February 10

FIRST PAPER on Jane Austen, Northanger Abbey, ed. Susan J. Wolfman: due February 10 by 11:59 p.m. 700 words, give or take.

Email me at [email protected] by February 3 the passage you've selected (just give a brief description and the Volume and chapter where it is found, not the entire passage) and, in a few sentences, formulate a provisional idea of what you intend to write so I can either greenlight it (or suggest revisions and you can then resubmit your revised idea so I can greenlight it). Northanger Abbey is such a rich book, I believe you could open it at random and be able to write a paper on any passage belonging to any page you landed on.

I advise you to begin the first paragraph of the paper you submit on February 10 by establishing your topic in one or two sentences and then by stating your thesis in the last sentence of the first paragraph. If you can't state your thesis in one sentence, you don't have a thesis. Remember, you are writing a persuasive essay, not a personal journal entry. So cut all "In my personal opinion" and the like. And use the literary present when discussing the novel: Austen is . . . , not Austen was.

Your paper should be a close reading of a passage that pertains to a question you have about a character, the narrator, free indirect style, genre, or some other formal feature of the novel. Imagine Austen as a creative writer. How does Austen tell her story? What kind of sentences does she write? Why does she tell it in her own particular way? Does she succeed or fail? Or both in different ways? Read the novel as literature, in other words, not as a political tract (of the sort General Tilney reads.) You might elaborate one of your DQs. You could also disagree with one or more of Wolfson's annotations related to the passage with reference. Her annotations, too, deserve to be read closely. Here are a few examples:

Anne Radcliffe, Mysteries of Udolpho, IV: XVII (wax statue). See Wolfson on the novel: notes 2 and 3, p. 107; note 11, p. 110; note 14, page 111; notes 11 and 13, p. 136; notes 8 and 10, p. 218; note 7, p. 222; note 4, p. 229; note 8, pp. 234-35; note 10, p. 235; notes 19 and 20, p. 238;note 18, p. 237; note 24, p. 239.
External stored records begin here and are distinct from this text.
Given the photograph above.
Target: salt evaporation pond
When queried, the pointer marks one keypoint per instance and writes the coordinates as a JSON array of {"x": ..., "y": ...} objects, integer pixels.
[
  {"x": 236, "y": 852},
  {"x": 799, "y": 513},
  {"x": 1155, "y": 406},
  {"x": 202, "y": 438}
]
Wolfson's notes on Henry Tilney in Chapter 14, pp. 180-92: note 4, p. 180; note 16, p. 183; Henry is bullying (you'll need to find the note); he "puffs a pedantry," note 11, p. 181; note 23, p. 187; note 32, p. 189; notes 34 and 36, p. 190; note 39 on p. 192. See also note 12,  page 87 on "sexist joking"; note 6, p. 115; note 6, p. 85; note 21, p. 69 ("the pedantry is polite").

Keep in mind that one of Austen's celebrated achievements is that she does not sort her characters out into good and bad camps.

I offer some suggestions below, but please do not feel limited to them. I have pointed you to some of the most dramatic moments in the novel. But you might also consider how Austen generates suspense out of the weather, as we discussed in class: will it rain or will it not? Choose something that interests you. Write about a passage we have discussed in class only if you have more to say about it. Do not repeat points already made in class.

The critical reception of Northanger Abbey can become a bit heated when Catherine's education by Tilney is considered. (Catherine learns to resist John Thorpe [Vol. 1, Chapter 11 pp.156-60 and Chapter 13, 172] but thinks Mr. Tilney must always be right. [See Chapter 14])

See, just as example, Tilney's dramatic encounter with Catherine in the mother's room, a turning point in the novel (Vol. 2, Chapter 9).

See Vol 2, Chapter 9, note 10, p. 275

See Vol 2, Chapter 10, note 1, p. 276

See the narrator's defense of the novel at the end of chapter 5 and the first sentence of Chapter 2.

Or, see Catherine's decisions not to reply to Isabella, first because Mr. Allen wisely advises her not to, and second when she decides on her own not respond to Isabella's letter (Vol. 2, Chapter 12. p. 295).

Or Isabella's letter (Vol. 2, Chapter 12, p. 293-95).

You could also focus on something small in the novel, like the "new hat" Isabella wants to show Catherine. Or focus on the role of shame in Catherine's maturation at a specific moment.

Or focus on Austen's style or a minor character like Mrs. Allen.

Or . . .

I think the moments Wolfson says require a double reading are particularly interesting, as when a character, say Mr. Tilney, chastises Catherine for thinking his father is a murderer but chastises her with all kinds of qualification (General Tilney may not have murdered his wife, but he treated her badly when they were married. Catherine has intuited something correctly.)

Some general question to ponder: can one "save" the peculiar heroine Catherine from humiliation, shaming, torment, sleeplessness, and eventual "capitulation" to Mr. Tilney as he helps her become a better reader and marriage material and still say she is a Gothic heroine (rebellious), not a sentimental heroine? Does Austen have to make Mr. Tilney a less than ideal hero, perhaps somewhat boring, in order to make clear that he is not a bad man like John Thorpe?